Miller Malki, Vaidya Ruben, Rastogi Deepa, Bhutada Alok, Rastogi Shantanu
Department of Nutrition, Maimonides Infants and Children's Hospital, Brooklyn, New York.
JPEN J Parenter Enteral Nutr. 2014 May;38(4):489-97. doi: 10.1177/0148607113487926. Epub 2013 May 14.
Nutrition practices for preterm infants include phases of parenteral nutrition (PN), full enteral nutrition (EN), and the transitional phase in between. Our aim was to identify the nutrition phases during which infants are most likely to exhibit poor growth that would affect risk for growth failure (GF) at discharge and to examine factors associated with GF.
A retrospective chart review was conducted on infants born <32 weeks' gestation. The neonatal intensive care unit stay was divided into 3 nutrition phases: (1) full PN, (2) transitional PN + EN, and (3) full EN. Weekly growth rates were calculated, and for each growth velocity <10 g/kg/d, the coinciding phase was recorded. GF was defined as a discharge weight below the 10th percentile. The nutrition phases during which growth inadequacy predicted GF at discharge were determined, correcting for other clinical factors associated with GF.

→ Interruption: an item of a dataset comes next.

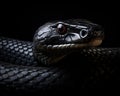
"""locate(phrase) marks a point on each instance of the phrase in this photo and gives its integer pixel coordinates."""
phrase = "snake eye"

In total, 156 eligible infants were identified. Seventy-six infants (49%) were discharged with weights <10%. Incidence of poor growth was highest during the transitional phase (46%) and was predictive of GF when adjusted for gestational age, birth weight, and severity of illness. Although energy intakes during the transitional phase were comparable to baseline parenteral provision, protein intakes progressively decreased ( P < .0001), consistently providing 3 g/kg/d as PN was weaned. Serum urea nitrogen also declined and was correlated with protein intake (r = -0.32, P < .001).
Growth was compromised during the transitional phase, likely related to decreased protein intake. Optimizing protein provision while PN is weaned is an important strategy to prevent postnatal growth failure.
早产儿的营养支持包括肠外营养(PN)阶段、完全肠内营养(EN)阶段以及两者之间的过渡阶段。我们的目的是确定婴儿最有可能出现生长不良的营养阶段,这种生长不良会影响出院时生长发育迟缓(GF)的风险,并研究与GF相关的因素。
对孕周小于32周的婴儿进行回顾性病历审查。新生儿重症监护病房住院期分为3个营养阶段:(1)完全PN,(2)过渡性PN + EN,(3)完全EN。计算每周生长速率,对于每个生长速度<10 g/kg/d的情况,记录相应阶段。GF定义为出院体重低于第10百分位数。确定生长不足预测出院时GF的营养阶段,并校正与GF相关的其他临床因素。
共确定156例符合条件的婴儿。76例婴儿(49%)出院时体重<第10百分位数。生长不良发生率在过渡阶段最高(46%),在调整胎龄、出生体重和疾病严重程度后可预测GF。虽然过渡阶段的能量摄入量与肠外营养的基线供给量相当,但蛋白质摄入量逐渐下降(P <.0001),随着PN的撤减,蛋白质摄入量持续维持在3 g/kg/d。血清尿素氮也下降,且与蛋白质摄入量相关(r = -0.32,P <.001)。
过渡阶段生长受到影响,可能与蛋白质摄入量减少有关。在撤减PN时优化蛋白质供给是预防出生后生长发育迟缓的重要策略。